# Need thermostat, rheostat



## oldhippie (Aug 10, 2009)

I have a Brinkmann electric. Temp is 260. Need to drop this by 25-40 degrees. Have seen several mods but no specifics on the thermostat or rheostat. Hardware store dimmer switches are way to small (600 watt MAX). The element for Brinkmann is 1500 watt. Only want to spend $15-$25, not $60-$90 one would cost from Granger.


----------



## kookie (Aug 20, 2009)

I made on for my little chief smoker. I used a temp control unit from an electric frying pan. The ones with the knob on it. I just took it apart and added a female plug end to it and put it back together with the plug end hanging out and drilled a hole in the smoker about the middle highth of the smoking area and slid the temp prode from the control unit in the holle and let it hang there. Works great. I believe my post of it is still up in the electric smoker section. Hope that helps.


----------



## oldhippie (Aug 21, 2009)

Sorry but I couldn't find it.


----------



## kookie (Aug 21, 2009)

http://www.smokingmeatforums.com/for...ad.php?t=51328

Try this link. My post is in that thread.


----------



## oldhippie (Aug 22, 2009)

Oh yes, I saw that post. The original is:
http://www.finkbuilt.com/blog/get-yo...under-control/

The cheapest I can come up with is a dimmer switch and it still won't fill the bill. Hardware store dimmer switch is 600 watt MAX and rated for incandescent lights only.
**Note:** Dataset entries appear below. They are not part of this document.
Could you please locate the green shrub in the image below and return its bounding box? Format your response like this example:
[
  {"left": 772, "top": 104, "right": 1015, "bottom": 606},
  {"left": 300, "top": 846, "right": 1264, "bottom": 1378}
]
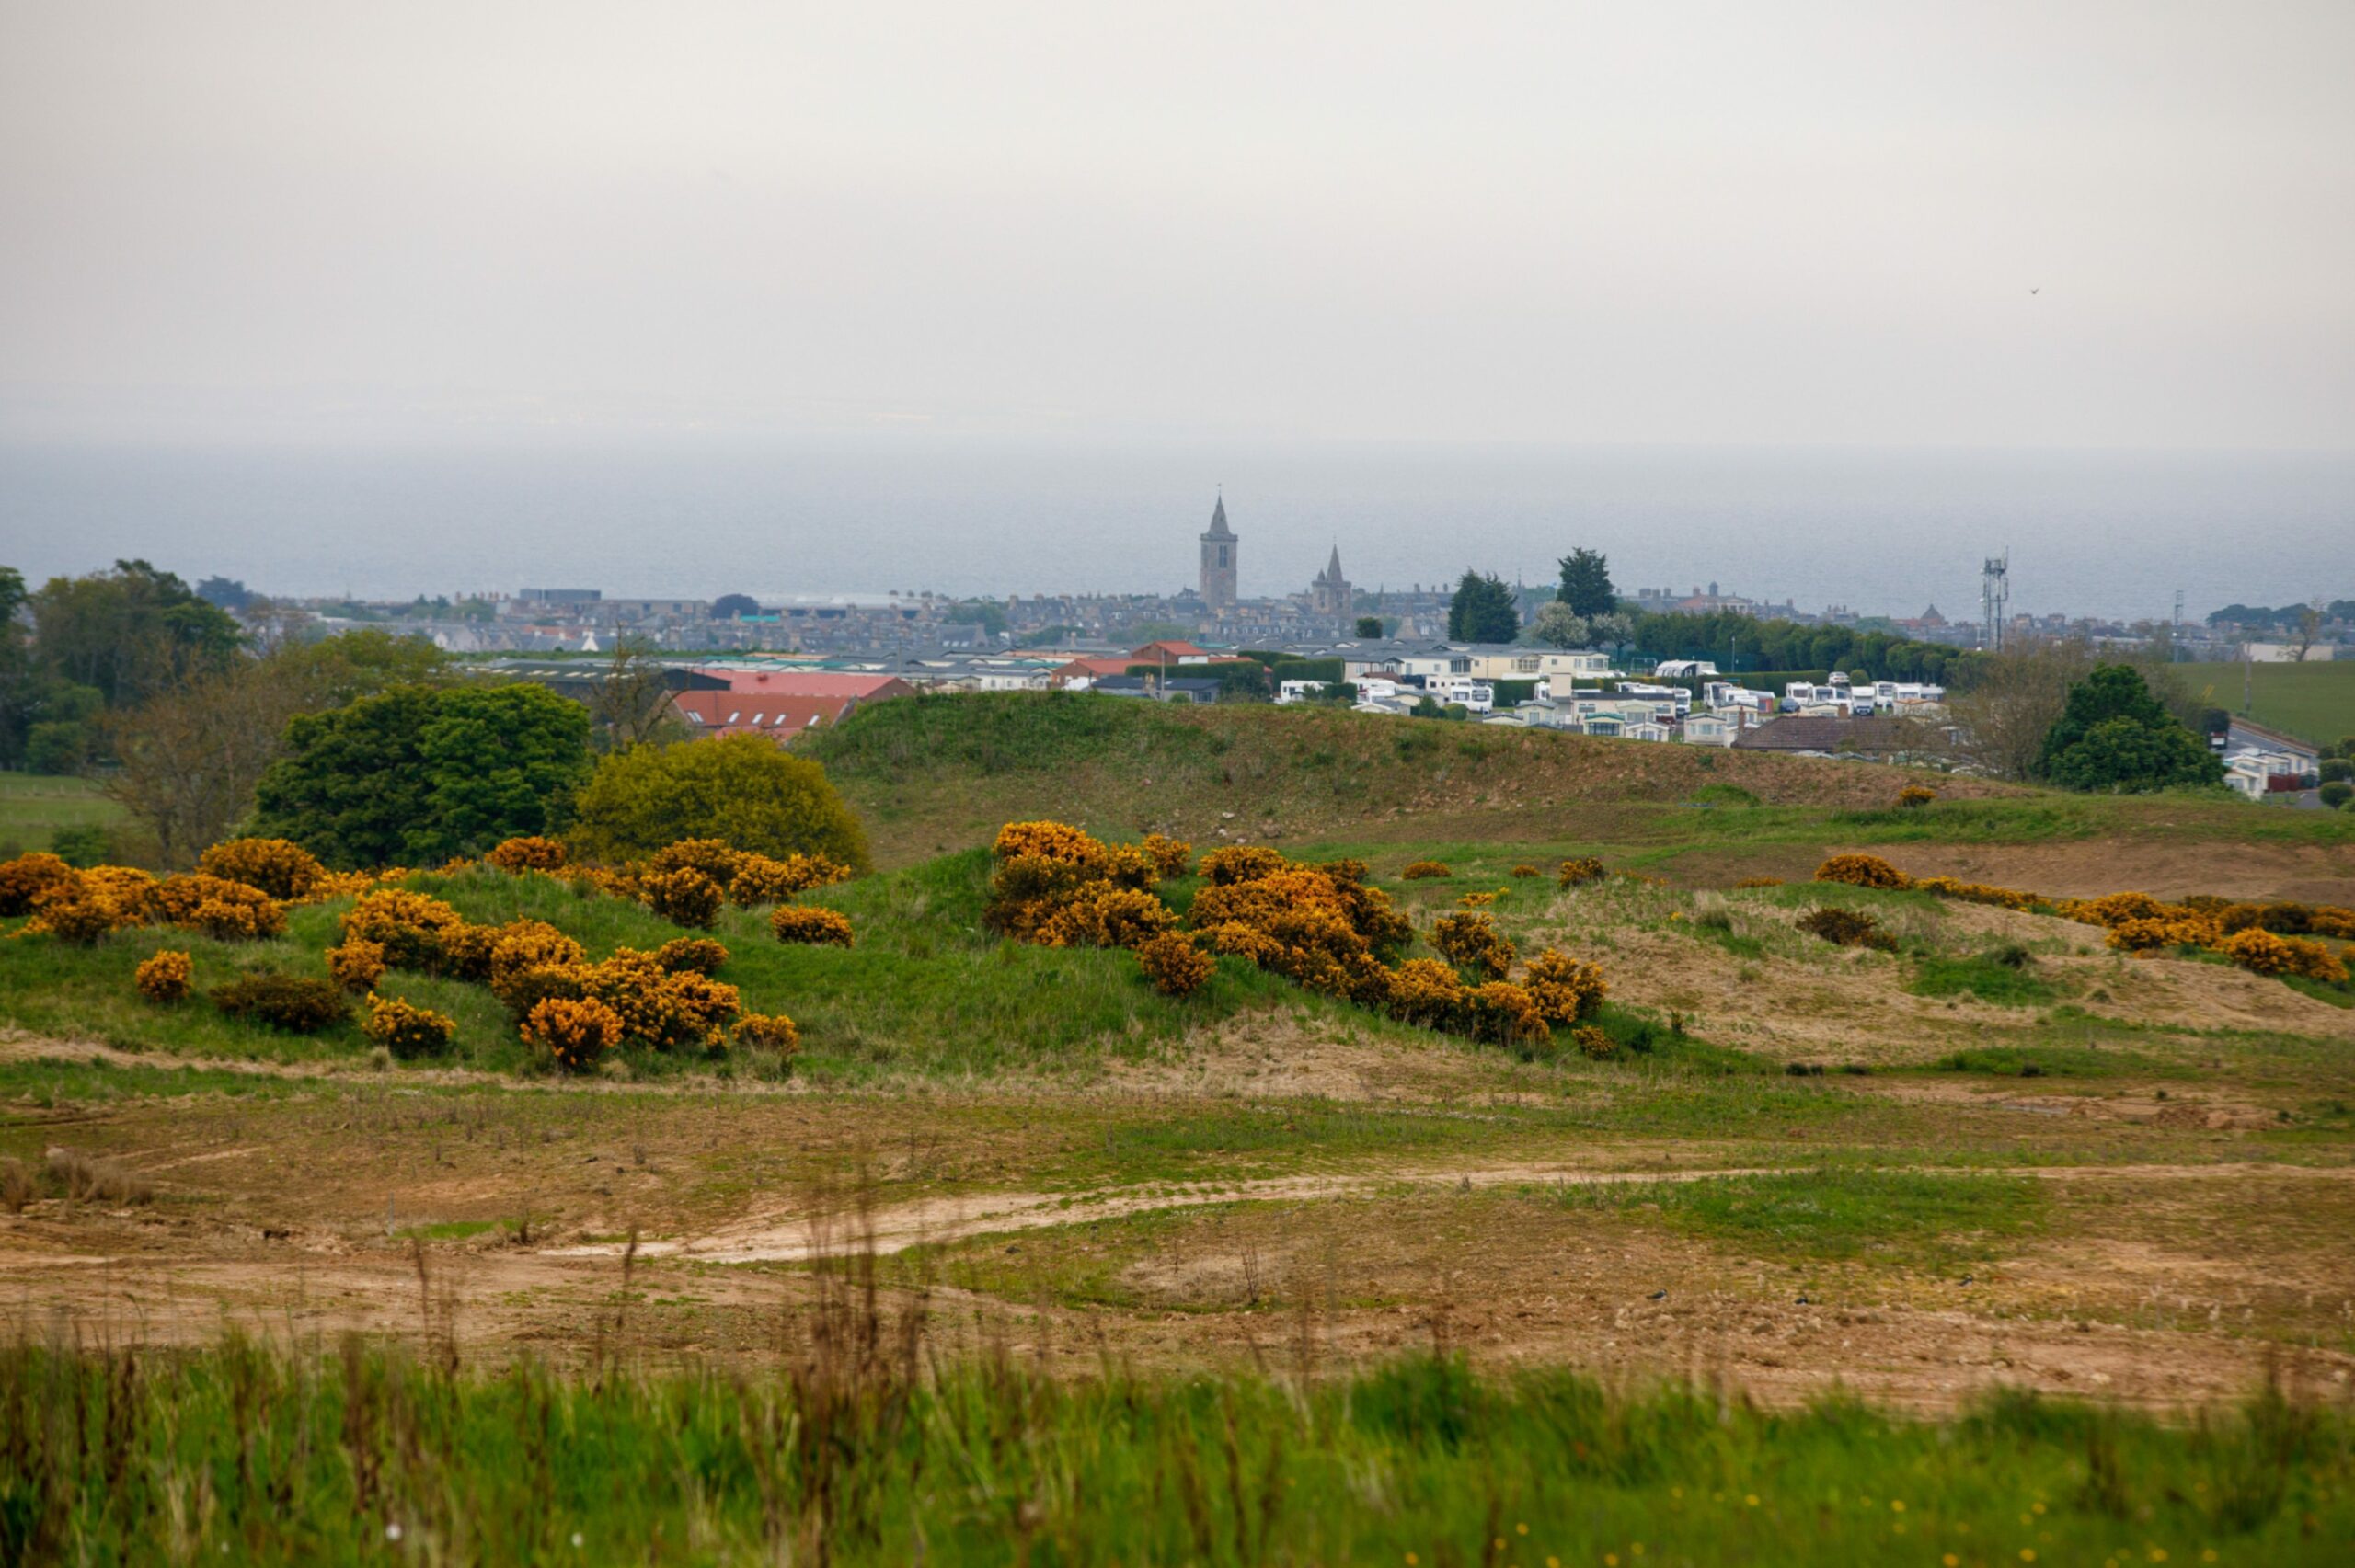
[
  {"left": 569, "top": 735, "right": 871, "bottom": 872},
  {"left": 250, "top": 683, "right": 593, "bottom": 867},
  {"left": 2322, "top": 782, "right": 2353, "bottom": 810},
  {"left": 212, "top": 975, "right": 350, "bottom": 1035},
  {"left": 1797, "top": 906, "right": 1897, "bottom": 952},
  {"left": 48, "top": 826, "right": 114, "bottom": 869}
]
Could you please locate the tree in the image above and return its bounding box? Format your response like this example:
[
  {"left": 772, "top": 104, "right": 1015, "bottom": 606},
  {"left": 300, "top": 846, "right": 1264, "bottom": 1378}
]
[
  {"left": 568, "top": 734, "right": 871, "bottom": 871},
  {"left": 2292, "top": 603, "right": 2323, "bottom": 662},
  {"left": 250, "top": 683, "right": 592, "bottom": 867},
  {"left": 197, "top": 577, "right": 253, "bottom": 612},
  {"left": 1555, "top": 549, "right": 1616, "bottom": 619},
  {"left": 29, "top": 560, "right": 244, "bottom": 706},
  {"left": 712, "top": 593, "right": 759, "bottom": 621},
  {"left": 1447, "top": 571, "right": 1521, "bottom": 643},
  {"left": 1354, "top": 616, "right": 1384, "bottom": 638},
  {"left": 100, "top": 662, "right": 315, "bottom": 865},
  {"left": 271, "top": 627, "right": 451, "bottom": 706},
  {"left": 1947, "top": 641, "right": 2100, "bottom": 782},
  {"left": 1530, "top": 603, "right": 1590, "bottom": 649},
  {"left": 93, "top": 630, "right": 454, "bottom": 866},
  {"left": 586, "top": 639, "right": 688, "bottom": 751},
  {"left": 2036, "top": 664, "right": 2222, "bottom": 793}
]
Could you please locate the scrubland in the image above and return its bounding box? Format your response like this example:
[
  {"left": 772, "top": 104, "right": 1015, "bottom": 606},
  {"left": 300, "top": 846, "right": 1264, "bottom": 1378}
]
[{"left": 5, "top": 695, "right": 2354, "bottom": 1563}]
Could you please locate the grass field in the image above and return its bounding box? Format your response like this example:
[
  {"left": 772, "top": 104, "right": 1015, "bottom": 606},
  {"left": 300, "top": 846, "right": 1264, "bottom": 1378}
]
[
  {"left": 2178, "top": 658, "right": 2355, "bottom": 747},
  {"left": 6, "top": 697, "right": 2355, "bottom": 1562},
  {"left": 8, "top": 1340, "right": 2349, "bottom": 1565},
  {"left": 805, "top": 694, "right": 2355, "bottom": 882},
  {"left": 0, "top": 771, "right": 126, "bottom": 858}
]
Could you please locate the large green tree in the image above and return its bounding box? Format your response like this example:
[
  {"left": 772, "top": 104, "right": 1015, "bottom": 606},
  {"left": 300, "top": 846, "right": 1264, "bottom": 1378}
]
[
  {"left": 97, "top": 630, "right": 452, "bottom": 865},
  {"left": 1447, "top": 571, "right": 1521, "bottom": 643},
  {"left": 1555, "top": 549, "right": 1617, "bottom": 619},
  {"left": 29, "top": 559, "right": 244, "bottom": 706},
  {"left": 250, "top": 682, "right": 592, "bottom": 867},
  {"left": 2036, "top": 664, "right": 2222, "bottom": 793},
  {"left": 569, "top": 734, "right": 871, "bottom": 871}
]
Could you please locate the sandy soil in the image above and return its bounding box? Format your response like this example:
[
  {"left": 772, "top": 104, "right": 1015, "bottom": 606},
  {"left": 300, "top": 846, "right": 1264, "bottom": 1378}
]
[
  {"left": 11, "top": 1160, "right": 2352, "bottom": 1414},
  {"left": 1879, "top": 840, "right": 2355, "bottom": 904}
]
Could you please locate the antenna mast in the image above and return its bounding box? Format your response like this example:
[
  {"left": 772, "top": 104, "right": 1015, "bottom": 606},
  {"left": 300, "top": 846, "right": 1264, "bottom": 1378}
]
[{"left": 1981, "top": 552, "right": 2010, "bottom": 651}]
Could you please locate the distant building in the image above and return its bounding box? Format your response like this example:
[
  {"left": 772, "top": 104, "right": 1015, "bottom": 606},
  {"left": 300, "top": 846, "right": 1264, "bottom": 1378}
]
[
  {"left": 1199, "top": 495, "right": 1238, "bottom": 612},
  {"left": 1308, "top": 545, "right": 1351, "bottom": 620}
]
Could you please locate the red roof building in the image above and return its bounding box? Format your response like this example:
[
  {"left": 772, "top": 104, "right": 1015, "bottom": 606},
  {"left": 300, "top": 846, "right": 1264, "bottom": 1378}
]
[
  {"left": 672, "top": 674, "right": 913, "bottom": 743},
  {"left": 1051, "top": 642, "right": 1253, "bottom": 688},
  {"left": 689, "top": 669, "right": 913, "bottom": 701}
]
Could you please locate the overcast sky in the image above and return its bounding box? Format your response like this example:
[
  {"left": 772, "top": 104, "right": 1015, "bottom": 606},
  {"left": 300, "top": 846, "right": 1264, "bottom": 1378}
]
[{"left": 2, "top": 1, "right": 2349, "bottom": 451}]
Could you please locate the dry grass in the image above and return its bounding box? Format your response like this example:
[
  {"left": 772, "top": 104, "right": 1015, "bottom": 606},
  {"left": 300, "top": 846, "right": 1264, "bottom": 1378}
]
[{"left": 42, "top": 1146, "right": 155, "bottom": 1207}]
The heating coil in these smokers are 1200-1500 watt. The dimmer switch would work if you left it at maximum temperature. The voltage going straight through and not going through the coil. Once you started dimming it down, that 600 watt MAX coil will get toasty.


----------



## kookie (Aug 22, 2009)

yes but if you scroll down on that posting I gave you. You will see the one that I made using a controller off of electric frying pan/skillet.


----------